That doesn't sound so bad. If you need the speed, use it. If you
don't, then maybe it's easier to proceed without it.

This may sound strange, coming from me, but LuaJIT is just a tool
with specific strengths and specific weaknesses (as you've
discovered). Only use a tool, if it fits the problem at hand.

> Could that be because the stack size is now too low? I've set it to
> 128k for the moment. I couldn't say, since I have no clue how LuaJIT
> and Coco handle coroutines, nor exactly what has an impact on how much
> stack space it needs. Of course, I imagine that anything happening in
> a C library like wxLua, requires stack space as usual.
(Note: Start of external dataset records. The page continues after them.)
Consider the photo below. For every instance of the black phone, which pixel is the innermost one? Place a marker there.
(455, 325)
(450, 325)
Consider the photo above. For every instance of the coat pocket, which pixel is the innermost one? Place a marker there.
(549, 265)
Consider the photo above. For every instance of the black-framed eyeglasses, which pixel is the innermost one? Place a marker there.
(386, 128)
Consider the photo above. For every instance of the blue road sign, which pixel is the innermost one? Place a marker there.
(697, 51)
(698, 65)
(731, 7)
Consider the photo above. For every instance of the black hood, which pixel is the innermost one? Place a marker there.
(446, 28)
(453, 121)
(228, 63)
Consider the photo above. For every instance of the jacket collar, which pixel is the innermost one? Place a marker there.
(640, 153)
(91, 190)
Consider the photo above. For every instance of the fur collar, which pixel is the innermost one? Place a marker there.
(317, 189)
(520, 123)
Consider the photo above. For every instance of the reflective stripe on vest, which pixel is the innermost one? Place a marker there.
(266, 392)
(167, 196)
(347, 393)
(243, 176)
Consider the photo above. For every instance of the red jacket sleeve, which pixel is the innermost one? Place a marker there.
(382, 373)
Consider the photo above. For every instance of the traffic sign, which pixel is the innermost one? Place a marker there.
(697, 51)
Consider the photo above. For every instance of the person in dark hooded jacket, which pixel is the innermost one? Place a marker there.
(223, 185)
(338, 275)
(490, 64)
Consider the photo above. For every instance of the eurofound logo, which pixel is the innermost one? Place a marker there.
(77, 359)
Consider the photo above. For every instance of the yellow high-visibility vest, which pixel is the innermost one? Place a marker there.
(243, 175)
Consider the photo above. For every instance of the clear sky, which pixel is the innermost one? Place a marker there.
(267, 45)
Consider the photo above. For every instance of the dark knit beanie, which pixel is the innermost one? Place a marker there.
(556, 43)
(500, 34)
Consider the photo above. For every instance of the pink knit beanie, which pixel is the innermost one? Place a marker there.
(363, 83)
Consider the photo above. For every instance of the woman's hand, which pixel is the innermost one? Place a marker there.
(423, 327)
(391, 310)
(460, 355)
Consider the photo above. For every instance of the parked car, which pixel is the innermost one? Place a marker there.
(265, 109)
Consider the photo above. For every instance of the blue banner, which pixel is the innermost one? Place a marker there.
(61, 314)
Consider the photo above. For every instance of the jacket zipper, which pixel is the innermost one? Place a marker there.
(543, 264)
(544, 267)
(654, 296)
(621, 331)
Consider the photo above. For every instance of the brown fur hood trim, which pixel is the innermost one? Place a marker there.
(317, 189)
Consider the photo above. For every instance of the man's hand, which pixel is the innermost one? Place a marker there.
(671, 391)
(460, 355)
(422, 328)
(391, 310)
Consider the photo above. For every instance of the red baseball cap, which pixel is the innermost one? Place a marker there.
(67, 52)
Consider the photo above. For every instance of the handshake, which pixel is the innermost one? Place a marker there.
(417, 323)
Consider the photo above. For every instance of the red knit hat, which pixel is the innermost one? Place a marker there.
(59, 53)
GUI libraries are known for their (sometimes) excessive stack
usage. I have no first-hand experience with wxLua, though. You
could try doing all GUI work from coroutines created with a
larger C stack (see the LuaJIT docs for coroutine.create() and
lua_newcthread()).

> I don't know, but I'm guessing that the Linux implementation, with
> regards to coroutines, is not something that could only work on Linux?
> Either way, on Windows, I'm not sure what the advantage is supposed to
> be of using win32 fibers for it.

Fibers are the only (reasonable) way to do this under Windows.
There's some undocumented stuff going on behind the Windows Fiber
API (like switching SEH handlers). It varies depending on the
Windows version, too. I've tried to create C stacks "by hand" for
Windows, but this experiment failed miserably.